Having two receive windows is a way to optimize network downlink capability, but offering two downlink opportunities, which can be made different in terms of channel/SF.

If the end-device did not receive the downlink frame during the first receive window "RX1", it must open a second  receive window "RX2". Note that the end-device does not open the second receive window if a frame intended for this end-device has correctly checked the address and MIC (message integrity code) during the first receive window.

It is region specific. For EU863-870, the maximum application payload length is:

  • 51 bytes at SF12 / 125 kHz (lowest data rate)
  • 51 bytes at SF11 / 125 kHz
  • 51 bytes at SF10 / 125 kHz
  • 115 bytes at SF9 / 125 kHz
  • 222 bytes at SF8 / 125 kHz
  • 222 bytes at SF7 / 125 kHz
  • 222 bytes at SF7 / 250 kHz
  • 222 bytes at FSK / 50 kpbs

All values are available in the LoRaWAN Regional Parameters specification.

ADR stands for Adaptive Data Rate. The ADR feature is used to adapt and optimize the following parameters of a static end-device:

  • Data rate,
  • Tx power level,
  • Channel mask,
  • The number of repetitions for each uplink message.

The end-device decides to enable ADR. Once ADR is requested by the end-device, the network can optimize the end-device’s data rate, Tx power, channel mask and the number of repetitions for each uplink message. 

  • RECEIVE_DELAY1 is a fixed configurable delay in seconds.
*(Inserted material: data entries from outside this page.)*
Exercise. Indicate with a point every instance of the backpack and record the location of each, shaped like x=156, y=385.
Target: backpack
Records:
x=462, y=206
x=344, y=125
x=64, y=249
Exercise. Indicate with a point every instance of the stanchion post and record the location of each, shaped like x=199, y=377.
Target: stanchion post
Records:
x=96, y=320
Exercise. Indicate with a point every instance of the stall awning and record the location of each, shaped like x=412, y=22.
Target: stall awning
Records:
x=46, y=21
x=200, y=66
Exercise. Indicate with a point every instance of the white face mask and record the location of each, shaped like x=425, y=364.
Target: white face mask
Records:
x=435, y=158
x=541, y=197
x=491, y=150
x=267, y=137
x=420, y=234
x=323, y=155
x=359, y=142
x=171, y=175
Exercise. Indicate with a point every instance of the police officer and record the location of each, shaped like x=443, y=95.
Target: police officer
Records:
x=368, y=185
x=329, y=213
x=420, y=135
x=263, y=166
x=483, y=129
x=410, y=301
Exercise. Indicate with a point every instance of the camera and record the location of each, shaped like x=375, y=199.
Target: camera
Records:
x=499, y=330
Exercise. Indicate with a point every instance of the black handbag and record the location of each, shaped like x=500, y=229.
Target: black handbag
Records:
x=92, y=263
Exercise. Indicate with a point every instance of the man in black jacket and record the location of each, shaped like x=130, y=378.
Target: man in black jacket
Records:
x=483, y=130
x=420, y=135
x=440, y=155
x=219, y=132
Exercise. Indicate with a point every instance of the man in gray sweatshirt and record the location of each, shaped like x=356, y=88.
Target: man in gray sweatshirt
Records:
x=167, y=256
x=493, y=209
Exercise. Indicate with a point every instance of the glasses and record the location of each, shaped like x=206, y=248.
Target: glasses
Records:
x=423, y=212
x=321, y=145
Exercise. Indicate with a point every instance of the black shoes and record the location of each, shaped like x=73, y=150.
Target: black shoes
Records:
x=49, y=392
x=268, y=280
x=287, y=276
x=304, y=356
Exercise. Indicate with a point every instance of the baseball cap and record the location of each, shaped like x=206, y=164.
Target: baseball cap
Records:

Default is 1 second. If RECEIVED_DELAY1 implemented in the end-device is different from the default value, RECEIVED_DELAY1 must be communicated to the network using an out-of-band channel during the end-device commissioning process. The network server may not accept parameter different from its default value.
  • RX1 frequency uses the same frequency channel as the uplink.
  • RX1 Data Rate is programmable, can equal or lower than the uplink data rate. By default the first receive window data rate is identical to the data rate of the last uplink.  


  • RECEIVED_DELAY2 is a fixed configurable delay in seconds. Must be RECEIVE_DELAY1 + 1 second. Default is 2 seconds. If RECEIVED_DELAY2 implemented in the end-device is different from the default value, RECEIVED_DELAY2 must be communicated to the network using an out-of-band channel during the end-device commissioning process. The network server may not accept parameter different from its default value.
  • RX2 frequency is a fixed configurable frequency.
  • RX2 Data Rate is a fixed configurable data rate.

It is region specific. For EU863-870, it   is  from 250 bps to 11 kbps with LoRa® modulation and up to 50 kbps in FSK modulation mode.